Apixaban superior to warfarin for reducing brain bleed risk

Coagulation

By Sunalie Silva

7 Apr 2017

The DOAC apixaban (Eliquis) is superior to warfarin for decreasing the risk of intracranial haemorrhage (ICH) in patients with atrial fibrillation, according to findings from a new study.

The new analysis, published in Blood, is the first to compare the DOAC to traditional warfarin in terms of the risk for ICH.

It showed that patients taking apixaban had significantly less ICH (0.33% per year) compared to those taking warfarin (0.80% per year) no matter the type and location of the bleed.

Director of the Haemophilia Centre at The Alfred Hospital in Melbourne, Associate Professor Huyen Tran said the findings confirm what most specialists have thought about the drug over the years but he added that despite this, many doctors still see warfarin as the safer option.

“What concerns me is that I still see – and not infrequently – a reluctance to take on these new agents because of the lack of an antidote and a perceived lack of safety … we’re not quite over that hump that will get us to use these agents to the rate that is clinically appropriate,” he told the limbic.

“I still see patients who have had it drummed into them somewhere along the line that the new drugs don’t have an antidote and so they should be taking warfarin – but if they’re on warfarin they’re two and a half times more likely to have an intracranial bleed,” he pointed out.

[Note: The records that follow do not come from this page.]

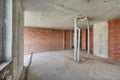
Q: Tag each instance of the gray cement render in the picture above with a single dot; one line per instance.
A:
(100, 39)
(59, 14)
(59, 65)
(14, 39)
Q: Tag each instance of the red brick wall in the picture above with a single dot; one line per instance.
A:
(114, 39)
(84, 39)
(37, 39)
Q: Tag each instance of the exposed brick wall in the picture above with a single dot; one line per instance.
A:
(114, 39)
(84, 39)
(37, 39)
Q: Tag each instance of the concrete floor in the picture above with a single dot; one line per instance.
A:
(59, 65)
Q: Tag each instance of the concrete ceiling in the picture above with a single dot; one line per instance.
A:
(59, 14)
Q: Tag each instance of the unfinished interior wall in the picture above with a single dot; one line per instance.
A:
(84, 39)
(18, 39)
(91, 39)
(101, 39)
(14, 22)
(114, 39)
(38, 39)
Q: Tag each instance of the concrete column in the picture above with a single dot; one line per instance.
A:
(88, 41)
(75, 39)
(71, 39)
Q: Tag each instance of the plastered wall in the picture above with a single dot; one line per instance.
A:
(14, 51)
(100, 39)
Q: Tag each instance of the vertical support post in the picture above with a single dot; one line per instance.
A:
(71, 39)
(88, 41)
(78, 46)
(75, 39)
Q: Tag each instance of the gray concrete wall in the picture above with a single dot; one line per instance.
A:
(18, 41)
(100, 39)
(14, 49)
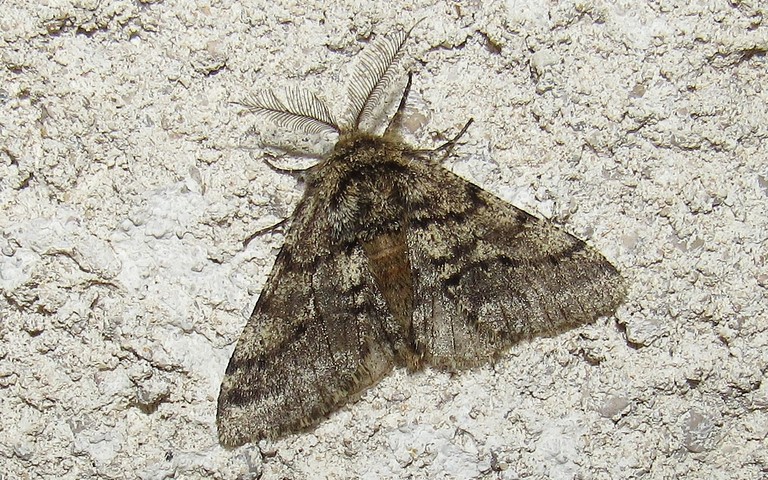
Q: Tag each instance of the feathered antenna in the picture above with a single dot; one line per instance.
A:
(301, 111)
(373, 74)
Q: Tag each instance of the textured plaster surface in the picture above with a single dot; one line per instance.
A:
(128, 183)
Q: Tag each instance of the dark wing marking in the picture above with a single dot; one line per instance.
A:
(316, 337)
(488, 274)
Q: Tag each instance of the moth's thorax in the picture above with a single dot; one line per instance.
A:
(366, 179)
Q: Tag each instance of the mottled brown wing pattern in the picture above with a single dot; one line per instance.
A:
(489, 274)
(314, 339)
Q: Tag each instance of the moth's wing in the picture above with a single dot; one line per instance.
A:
(488, 274)
(314, 337)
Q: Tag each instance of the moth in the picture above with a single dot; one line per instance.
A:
(391, 260)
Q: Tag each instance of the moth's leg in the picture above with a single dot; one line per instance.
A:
(397, 118)
(448, 146)
(286, 171)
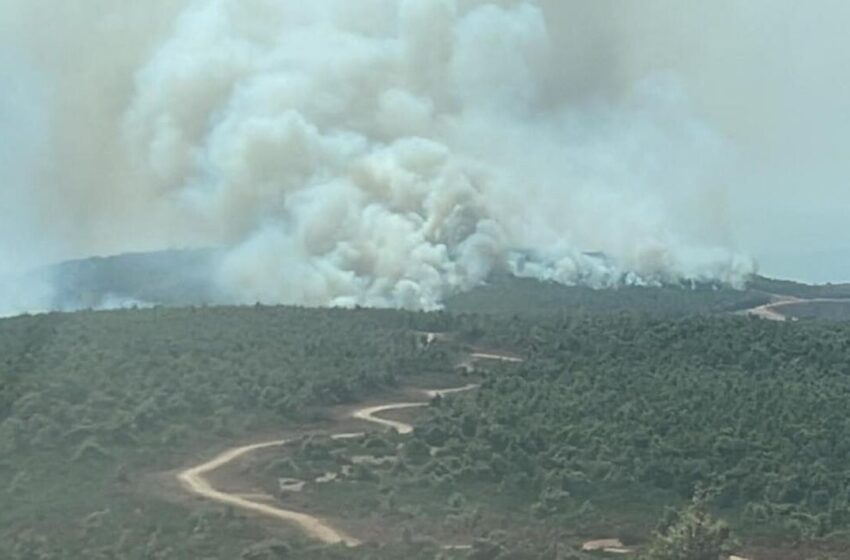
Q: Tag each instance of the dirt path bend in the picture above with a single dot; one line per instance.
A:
(194, 479)
(773, 310)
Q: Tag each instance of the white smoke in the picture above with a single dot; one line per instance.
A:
(389, 153)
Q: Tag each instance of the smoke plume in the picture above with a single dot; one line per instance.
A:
(378, 152)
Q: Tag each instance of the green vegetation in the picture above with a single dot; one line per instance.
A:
(611, 420)
(629, 401)
(94, 405)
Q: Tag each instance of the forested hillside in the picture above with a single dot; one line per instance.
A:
(92, 405)
(612, 419)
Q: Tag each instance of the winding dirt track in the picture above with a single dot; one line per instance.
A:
(772, 311)
(194, 479)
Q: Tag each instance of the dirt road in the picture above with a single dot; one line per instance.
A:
(194, 479)
(773, 311)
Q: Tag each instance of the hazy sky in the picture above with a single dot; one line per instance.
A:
(762, 86)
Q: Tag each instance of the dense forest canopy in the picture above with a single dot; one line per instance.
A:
(613, 416)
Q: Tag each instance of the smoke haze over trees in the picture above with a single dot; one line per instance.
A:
(396, 153)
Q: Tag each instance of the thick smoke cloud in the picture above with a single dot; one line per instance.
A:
(386, 152)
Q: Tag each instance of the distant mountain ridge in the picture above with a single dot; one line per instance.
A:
(186, 278)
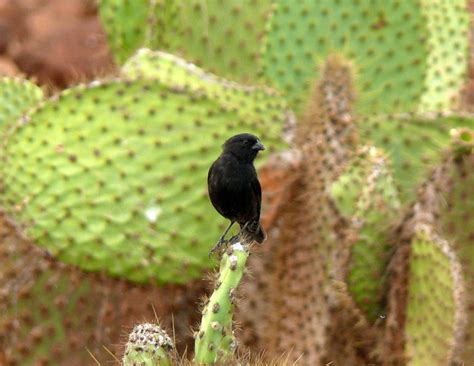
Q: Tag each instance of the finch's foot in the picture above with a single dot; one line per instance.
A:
(219, 244)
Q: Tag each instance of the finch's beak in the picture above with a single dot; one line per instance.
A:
(258, 146)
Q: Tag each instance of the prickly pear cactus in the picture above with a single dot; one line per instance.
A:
(148, 345)
(215, 341)
(127, 24)
(456, 221)
(224, 37)
(414, 143)
(249, 101)
(112, 176)
(366, 193)
(408, 55)
(45, 312)
(434, 304)
(16, 96)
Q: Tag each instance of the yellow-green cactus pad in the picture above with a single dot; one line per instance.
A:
(409, 55)
(457, 222)
(367, 192)
(16, 96)
(224, 37)
(112, 176)
(255, 102)
(414, 143)
(434, 304)
(127, 23)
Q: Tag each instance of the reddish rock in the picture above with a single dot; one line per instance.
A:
(69, 53)
(7, 67)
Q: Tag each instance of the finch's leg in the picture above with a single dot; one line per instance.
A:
(234, 238)
(221, 239)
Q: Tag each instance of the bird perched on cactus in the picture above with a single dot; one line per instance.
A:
(234, 188)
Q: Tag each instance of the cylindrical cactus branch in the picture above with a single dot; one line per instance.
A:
(148, 345)
(215, 341)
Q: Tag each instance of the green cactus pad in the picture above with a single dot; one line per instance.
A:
(215, 341)
(16, 96)
(457, 222)
(366, 191)
(112, 176)
(45, 315)
(127, 24)
(414, 143)
(434, 306)
(248, 101)
(148, 345)
(223, 37)
(409, 55)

According to Professor Tran, in a few years’ time when DOAC antidotes become more freely available, people are not going to ‘blink an eye’ about using these agents over warfarin even though reversal agents will only need to be used rarely.

“At The Alfred, a major tertiary hospital, we see a lot of ICH bleeds and if you take the example of idarucizumab, the antidote for dabigatran, we’ve only used it four times since it became available 18 months ago so we’re not seeing a lot of bleeding with these agents. Having an antidote is an insurance policy but, like most insurance policies, you’re not going to use it very often.”

Meanwhile the vast majority of patients taking warfarin in the study showed INR values in the target range or below the target range within the two weeks prior to experiencing ICH, suggesting their warfarin dosage was properly or under-calibrated, respectively.

“To me, as a haematologist, that’s no surprise,” said Professor Tran noting that even patients with INR values within the therapeutic range will still be at greater risk of ICH compared to patients on a DOAC.

“People in the community have the perception that you only have a high risk of bleeding on warfarin if you’re INR is supratherapeutic – above 3 – but that’s absolutely not true. We need to remind people that if they’re on warfarin, even if they’re in the therapeutic range, they carry a higher risk of ICH.”

According to the study authors the highest risk for ICH was seen in patients who were aged 80 years or older or who had a previous stroke or mini-stroke.

Taking concomitant aspirin at the start of the study was also found to significantly increase the risk of ICH.

The finding highlights that doctors should remain vigilant about taking patients off aspirin when it’s no longer needed, warned Professor Tran.

“Because it’s readily available aspirin can be innocuous in the sense that a GP might put a patient on it with good intention, but the fact that a patient is taking it will often be forgotten about when they are put on a DOAC …people need to be mindful that as soon as you can cease aspirin, it should be stopped.”

The study used data from patients enrolled in the ARISTOTLE study who had ICH and who had received at least one dose of the study drug (n=18,140). They were tracked for a median of 1.8 years. ICH occurred in 174 patients and most of these events were spontaneous versus traumatic (71.2% vs. 28.8%), the study authors found.